L’identité morale d’Israël

On a tendance à confondre éthique et morale. L’éthique est un certain nombre de règles de droit. La morale est définie par les grandes civilisations et les grandes religions. La morale juive est celle de l’unité absolue des valeurs. Dans l’Occident chrétien, la charité est mise en avant et la justice est renvoyée dans l’avenir. L’équation du problème morale-politique pourrait être rapportée au titre du livre de Martin Buber, Je et Tu. Il y a aussi l’équation Caïn-Abel. Caïn se considère comme le sujet (l’Homme) et voit dans Abel (l’Autre) un surplus. Abel le cadet est l’être de la fraternité, il considère l’autre (Caïn) comme un frère et il a pour conscience morale de reconnaître sa dignité humaine, la dignité humaine de l’autre. Reprenons les paramètres de la Bible : pour Caïn, le problème moral est de faire une place à l’autre, soit d’acquérir la vertu de la charité ; pour Abel, le problème moral est d’éduquer Caïn aux valeurs morales, de l’amener à fraterniser. Il échoue et se fait tuer. La civilisation chrétienne a voulu imposer cette relation Caïn-Abel au peuple juif, avec ce peuple dans le rôle d’Abel. La tradition juive voit la chose autrement : elle considère qu’Abel est en danger de mort et qu’il ne peut se protéger de Caïn. Pour le judaïsme, la véritable relation du peuple juif aux nations, c’est la relation Caïn-Seth car, contrairement à Abel, Seth se protège par l’exigence de la réciprocité. Quatre solutions ont été apportées par les civilisations à la question de leurs relations intersubjectives : 1. La solution sujet-objet, soit la relation maître-esclave. 2. La solution chrétienne. L’autre sera le maître et je serai l’esclave. Ce modèle idéal et enseigné n’a pu être réalisé dans les sociétés chrétiennes en tant que cités politiques. 3. La solution des mystiques extrême-orientales. Afin d’en finir avec la relation sujet-objet, il faut arrêter le temps et se réfugier dans la contemplation afin d’instituer une relation objet-objet. 4. La solution juive (la Torah), soit la pratique de réciprocité : chacun reconnaît l’autre comme supérieur, il n’y a donc pas d’inférieur. Ce principe restitue la justice dans la valeur de charité.
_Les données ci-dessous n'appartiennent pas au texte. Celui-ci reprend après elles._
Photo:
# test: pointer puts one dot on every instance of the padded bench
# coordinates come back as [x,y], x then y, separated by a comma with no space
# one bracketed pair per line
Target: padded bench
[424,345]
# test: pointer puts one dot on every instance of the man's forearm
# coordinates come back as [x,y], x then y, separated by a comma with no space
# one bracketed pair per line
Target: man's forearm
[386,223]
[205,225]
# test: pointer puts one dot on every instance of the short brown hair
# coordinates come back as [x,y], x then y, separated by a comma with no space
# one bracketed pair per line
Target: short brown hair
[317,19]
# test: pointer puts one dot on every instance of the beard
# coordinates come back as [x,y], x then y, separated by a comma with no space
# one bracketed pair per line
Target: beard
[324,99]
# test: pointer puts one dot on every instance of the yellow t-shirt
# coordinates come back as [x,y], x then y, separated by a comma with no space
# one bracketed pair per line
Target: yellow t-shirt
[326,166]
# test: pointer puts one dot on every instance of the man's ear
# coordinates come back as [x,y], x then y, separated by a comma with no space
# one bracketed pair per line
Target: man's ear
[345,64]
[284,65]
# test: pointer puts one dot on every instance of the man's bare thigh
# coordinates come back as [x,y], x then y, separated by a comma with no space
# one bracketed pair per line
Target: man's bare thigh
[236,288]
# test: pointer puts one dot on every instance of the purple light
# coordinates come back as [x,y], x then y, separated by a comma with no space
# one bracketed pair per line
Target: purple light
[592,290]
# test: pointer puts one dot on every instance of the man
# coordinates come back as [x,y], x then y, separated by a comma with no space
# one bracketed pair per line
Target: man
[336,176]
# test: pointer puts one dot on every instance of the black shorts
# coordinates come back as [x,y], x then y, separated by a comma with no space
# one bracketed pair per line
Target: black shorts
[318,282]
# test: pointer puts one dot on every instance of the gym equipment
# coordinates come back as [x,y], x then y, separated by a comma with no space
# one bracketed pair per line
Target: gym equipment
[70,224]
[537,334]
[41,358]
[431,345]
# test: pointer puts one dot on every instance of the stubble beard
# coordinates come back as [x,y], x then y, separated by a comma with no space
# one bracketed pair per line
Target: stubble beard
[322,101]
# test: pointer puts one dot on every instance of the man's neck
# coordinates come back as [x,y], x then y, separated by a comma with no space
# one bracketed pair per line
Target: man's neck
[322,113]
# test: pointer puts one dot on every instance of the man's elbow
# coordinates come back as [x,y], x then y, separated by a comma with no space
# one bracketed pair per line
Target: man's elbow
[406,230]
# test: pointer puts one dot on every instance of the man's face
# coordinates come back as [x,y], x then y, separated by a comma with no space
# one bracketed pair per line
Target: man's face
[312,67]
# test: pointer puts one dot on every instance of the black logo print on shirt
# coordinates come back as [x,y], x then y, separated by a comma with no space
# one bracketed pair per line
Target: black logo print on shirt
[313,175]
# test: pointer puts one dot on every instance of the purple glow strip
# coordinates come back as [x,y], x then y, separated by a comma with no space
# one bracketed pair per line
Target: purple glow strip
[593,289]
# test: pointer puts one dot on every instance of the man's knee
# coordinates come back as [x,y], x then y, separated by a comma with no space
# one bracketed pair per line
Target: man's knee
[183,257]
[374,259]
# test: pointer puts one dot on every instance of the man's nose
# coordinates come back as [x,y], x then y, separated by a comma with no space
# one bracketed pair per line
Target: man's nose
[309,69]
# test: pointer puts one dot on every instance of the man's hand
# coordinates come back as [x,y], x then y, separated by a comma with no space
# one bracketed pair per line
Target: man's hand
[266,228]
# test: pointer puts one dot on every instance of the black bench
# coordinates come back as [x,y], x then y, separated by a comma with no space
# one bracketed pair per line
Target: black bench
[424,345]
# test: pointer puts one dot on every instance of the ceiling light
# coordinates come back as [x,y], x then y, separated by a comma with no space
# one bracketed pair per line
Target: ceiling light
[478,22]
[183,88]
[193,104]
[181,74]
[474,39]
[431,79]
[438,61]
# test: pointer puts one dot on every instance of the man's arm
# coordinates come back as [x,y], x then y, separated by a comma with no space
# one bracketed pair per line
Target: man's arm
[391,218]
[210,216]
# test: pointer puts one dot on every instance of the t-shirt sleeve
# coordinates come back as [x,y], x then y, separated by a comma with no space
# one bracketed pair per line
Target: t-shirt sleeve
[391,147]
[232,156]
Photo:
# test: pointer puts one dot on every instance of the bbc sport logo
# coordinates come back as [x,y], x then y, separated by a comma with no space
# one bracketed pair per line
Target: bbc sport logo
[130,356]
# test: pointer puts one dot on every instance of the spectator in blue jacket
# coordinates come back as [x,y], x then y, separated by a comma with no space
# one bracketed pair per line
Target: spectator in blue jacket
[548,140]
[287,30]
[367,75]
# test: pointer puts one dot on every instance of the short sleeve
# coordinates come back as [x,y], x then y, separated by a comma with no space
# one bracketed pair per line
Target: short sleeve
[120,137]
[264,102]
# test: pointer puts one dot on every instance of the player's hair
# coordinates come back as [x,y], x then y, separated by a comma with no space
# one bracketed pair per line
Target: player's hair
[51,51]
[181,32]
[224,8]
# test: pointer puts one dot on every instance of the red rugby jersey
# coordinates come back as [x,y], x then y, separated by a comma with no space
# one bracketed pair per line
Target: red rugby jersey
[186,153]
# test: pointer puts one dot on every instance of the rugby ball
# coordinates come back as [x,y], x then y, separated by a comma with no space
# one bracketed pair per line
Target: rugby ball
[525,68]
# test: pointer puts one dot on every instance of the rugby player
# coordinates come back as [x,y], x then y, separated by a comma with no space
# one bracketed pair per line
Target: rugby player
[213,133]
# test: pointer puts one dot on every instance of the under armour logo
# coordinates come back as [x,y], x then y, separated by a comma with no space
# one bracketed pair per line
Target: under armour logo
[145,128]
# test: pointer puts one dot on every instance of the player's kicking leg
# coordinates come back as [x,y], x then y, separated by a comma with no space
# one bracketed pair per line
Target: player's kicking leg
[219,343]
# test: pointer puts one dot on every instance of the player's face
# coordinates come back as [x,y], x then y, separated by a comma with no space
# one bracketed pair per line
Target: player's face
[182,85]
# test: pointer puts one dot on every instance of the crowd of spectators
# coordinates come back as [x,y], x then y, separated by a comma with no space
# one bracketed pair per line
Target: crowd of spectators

Pourquoi toutes les grandes traditions religieuses ont-elles un fondateur alors que la tradition juive en a trois, Abraham, Isaac et Jacob ? Il fallait d’abord l’homme qui représente la vertu de charité (Abraham), puis celui qui représente la vertu de rigueur (Isaac), puis, enfin, celui qui représente la vertu de vérité, soit l’unité des valeurs (Jacob Israël). Ce sont trois approches de la conscience morale.

Abraham ou la vertu de charité à l’exclusion de toute rigueur et de toute justice. Isaac comme l’antithèse d’Abraham, soit la rigueur du devoir à accomplir. Jacob Israël soit la charité et la rigueur transcendées.

Cette relation triangulaire (Abraham / Isaac / Jacob) se retrouve dans une autre relation triangulaire : chrétienté / islam / Israël, avec conflit Ismaël-Isaac et conflit Esaü-Jacob. Ismaël-Isaac, un conflit qui porte sur l’héritage terrestre d’Abraham (la terre d’Israël). Esaü-Jacob, un conflit qui porte sur l’héritage céleste, soit l’identité d’Israël : qui est vraiment Israël, est-ce Jacob ou bien Esaü ?

Le christianisme est apparu avant l’islam qui lui-même porte un héritage chrétien. « Ce sont les chrétiens qui détiennent la clé du conflit entre Israël et l’islam ». La relation du monde chrétien à l’égard d’Israël est ambivalente, ce qui explique qu’à chaque fois que Israël gagne une guerre contre les Arabes, ce sont les pays de tradition chrétienne qui font perdre la paix à Israël en pinaillant et trouvant à redire. Le monde chrétien impose à Israël une existence vulnérable ; on veut qu’Israël soit Abel – en hébreu : le souffle éphémère, la buée. « On ne peut avoir une idée claire de ce qui se passe au Moyen-Orient qu’au niveau d’une vision métaphysique : le problème est celui du conflit d’identité autour de l’identité d’Israël. » La chrétienté a fait quelques progrès sur cette question puisqu’elle en est venue à envisager que le peuple juif puisse être Israël. Rien de tel avec l’islam qui refuse encore la légitimité du retour de la diaspora juive en tant que nation hébraïque.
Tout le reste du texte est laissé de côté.